Diff observed (pre-doctor .bak → post-doctor live):

< Description=OpenClaw Gateway (v2026.5.7)
> Description=OpenClaw Gateway (v2026.5.10-beta.1)
> StartLimitBurst=5
> StartLimitIntervalSec=60
< ExecStart=/home/<user>/.nvm/versions/node/v26.1.0/bin/node /home/<user>/.nvm/versions/node/v26.1.0/lib/node_modules/openclaw/dist/index.js gateway --port 18789
> ExecStart=/usr/bin/node /home/<user>/.nvm/versions/node/v26.1.0/lib/node_modules/openclaw/dist/index.js gateway --port 18789
> RestartPreventExitStatus=78
< TimeoutStartSec=120
> TimeoutStartSec=30
< EnvironmentFile=/home/<user>/.openclaw/.env
< Environment=WSL_HOST_IP=...
< Environment=LCM_LEAF_CHUNK_TOKENS=100000
< Environment=LCM_FRESH_TAIL_COUNT=64
> EnvironmentFile=-/home/<user>/.openclaw/gateway.systemd.env
> Environment=OPENCLAW_SERVICE_MANAGED_ENV_KEYS=<TOKEN_KEY_LIST>

Systemd journal during the resulting restart loop:

openclaw-gateway.service: start-post operation timed out. Terminating.
openclaw-gateway.service: Control process exited, code=killed, status=15/TERM

[gateway] ready was being reached at ~14–17s into startup; ExecStartPost work was getting cut off at the 30s ceiling and triggering the SIGTERM cascade.

Suggested fix

• Option A (preferred): Don't overwrite the live unit. Write the template to ~/.config/systemd/user/openclaw-gateway.service.suggested and emit a diff + recommended action.
• Option B: Strict merge — preserve any user-set field that's not invalid; only replace fields that are missing or malformed.
• Option C (smaller blast-radius mitigation if regeneration must persist): Ship the template with more generous timeouts (TimeoutStartSec=120, TimeoutStopSec=60) so the common ExecStartPost pattern works out of the box.

Adjacent observation

The doctor-written EnvironmentFile=-/home/<user>/.openclaw/gateway.systemd.env uses the - (optional) prefix.
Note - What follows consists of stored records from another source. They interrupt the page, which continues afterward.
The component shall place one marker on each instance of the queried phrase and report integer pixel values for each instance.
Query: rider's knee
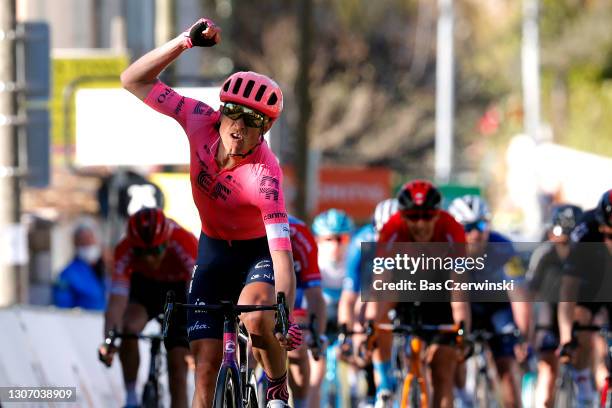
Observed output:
(258, 323)
(206, 371)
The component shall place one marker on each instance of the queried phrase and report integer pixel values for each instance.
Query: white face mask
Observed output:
(89, 253)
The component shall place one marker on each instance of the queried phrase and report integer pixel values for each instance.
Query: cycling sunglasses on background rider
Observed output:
(251, 117)
(480, 226)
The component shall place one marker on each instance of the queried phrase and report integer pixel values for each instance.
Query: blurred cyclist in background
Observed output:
(500, 317)
(351, 310)
(544, 277)
(156, 256)
(584, 295)
(308, 301)
(82, 283)
(332, 229)
(421, 220)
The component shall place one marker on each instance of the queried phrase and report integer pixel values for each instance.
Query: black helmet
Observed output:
(564, 218)
(603, 212)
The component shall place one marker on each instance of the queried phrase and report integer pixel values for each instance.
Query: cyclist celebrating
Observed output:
(244, 252)
(156, 256)
(544, 277)
(420, 219)
(350, 305)
(500, 317)
(309, 298)
(583, 293)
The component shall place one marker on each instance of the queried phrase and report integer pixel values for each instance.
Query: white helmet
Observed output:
(469, 208)
(384, 210)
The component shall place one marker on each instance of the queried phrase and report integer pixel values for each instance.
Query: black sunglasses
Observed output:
(419, 215)
(251, 117)
(155, 251)
(480, 226)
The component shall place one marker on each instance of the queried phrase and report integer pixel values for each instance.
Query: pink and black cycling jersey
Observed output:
(241, 203)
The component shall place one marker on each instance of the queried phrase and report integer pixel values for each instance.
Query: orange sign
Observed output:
(355, 190)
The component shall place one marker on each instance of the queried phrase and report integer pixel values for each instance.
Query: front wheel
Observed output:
(150, 395)
(227, 390)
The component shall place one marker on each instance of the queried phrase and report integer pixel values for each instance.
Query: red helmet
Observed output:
(419, 195)
(255, 91)
(148, 228)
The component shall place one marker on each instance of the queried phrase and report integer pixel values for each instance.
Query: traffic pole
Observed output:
(11, 232)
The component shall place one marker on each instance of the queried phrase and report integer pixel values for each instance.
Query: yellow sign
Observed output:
(101, 71)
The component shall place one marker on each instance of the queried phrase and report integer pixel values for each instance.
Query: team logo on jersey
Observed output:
(269, 187)
(262, 264)
(219, 190)
(167, 92)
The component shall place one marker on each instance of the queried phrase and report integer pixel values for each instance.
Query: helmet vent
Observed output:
(273, 98)
(260, 93)
(249, 88)
(237, 86)
(226, 85)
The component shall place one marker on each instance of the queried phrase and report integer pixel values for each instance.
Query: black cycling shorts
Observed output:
(224, 268)
(151, 294)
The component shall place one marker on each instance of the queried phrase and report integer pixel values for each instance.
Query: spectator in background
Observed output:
(82, 282)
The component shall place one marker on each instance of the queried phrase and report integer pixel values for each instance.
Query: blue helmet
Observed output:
(332, 222)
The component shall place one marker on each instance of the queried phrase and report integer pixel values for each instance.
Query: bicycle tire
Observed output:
(227, 389)
(414, 394)
(250, 397)
(565, 395)
(150, 395)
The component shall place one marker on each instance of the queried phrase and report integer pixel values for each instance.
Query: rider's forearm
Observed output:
(346, 308)
(565, 312)
(113, 316)
(144, 72)
(284, 276)
(316, 304)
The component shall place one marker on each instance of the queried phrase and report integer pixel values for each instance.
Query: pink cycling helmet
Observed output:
(255, 91)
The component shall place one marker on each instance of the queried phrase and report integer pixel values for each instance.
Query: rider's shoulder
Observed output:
(587, 229)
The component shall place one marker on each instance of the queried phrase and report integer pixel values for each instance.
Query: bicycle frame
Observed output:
(232, 338)
(415, 373)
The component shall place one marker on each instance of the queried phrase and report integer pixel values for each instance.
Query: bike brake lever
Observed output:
(168, 309)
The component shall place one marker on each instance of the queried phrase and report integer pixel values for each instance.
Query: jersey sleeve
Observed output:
(310, 275)
(189, 113)
(122, 270)
(271, 203)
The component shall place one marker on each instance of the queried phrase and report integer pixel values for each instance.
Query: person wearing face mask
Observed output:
(82, 282)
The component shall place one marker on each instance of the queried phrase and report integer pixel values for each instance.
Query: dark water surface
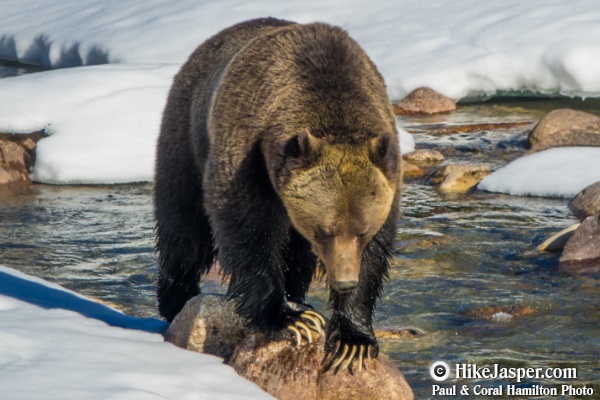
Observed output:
(455, 254)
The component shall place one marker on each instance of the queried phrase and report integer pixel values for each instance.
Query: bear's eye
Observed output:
(323, 234)
(362, 234)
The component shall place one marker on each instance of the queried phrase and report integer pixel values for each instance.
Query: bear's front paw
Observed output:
(306, 322)
(348, 341)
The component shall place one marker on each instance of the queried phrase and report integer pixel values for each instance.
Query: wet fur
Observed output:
(232, 123)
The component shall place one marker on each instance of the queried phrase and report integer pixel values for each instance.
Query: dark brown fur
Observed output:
(258, 114)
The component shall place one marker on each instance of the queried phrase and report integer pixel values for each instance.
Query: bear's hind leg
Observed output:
(184, 244)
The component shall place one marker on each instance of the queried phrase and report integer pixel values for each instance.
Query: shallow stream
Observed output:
(456, 256)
If the user had EnvironmentFile=/home/<user>/.openclaw/.env (required) and the new file doesn't exist or has different keys, the gateway starts without the expected env vars — channel auth, model API keys, etc. can silently fail.

Impact and severity

High when combined with an ExecStartPost script that exceeds the default 30s — produces a tight restart loop on an otherwise-healthy gateway. Also high when the EnvironmentFile swap causes secrets to silently drop out.

Additional information

Today's 2026.5.10-beta.1 upgrade hit this in production; the gateway entered a 22-restart loop until we restored TimeoutStartSec=120 manually and re-issued daemon-reload + start. We've since added a post-upgrade fixup step that re-applies the customizations after every openclaw update to mitigate, but the underlying regeneration behavior remains.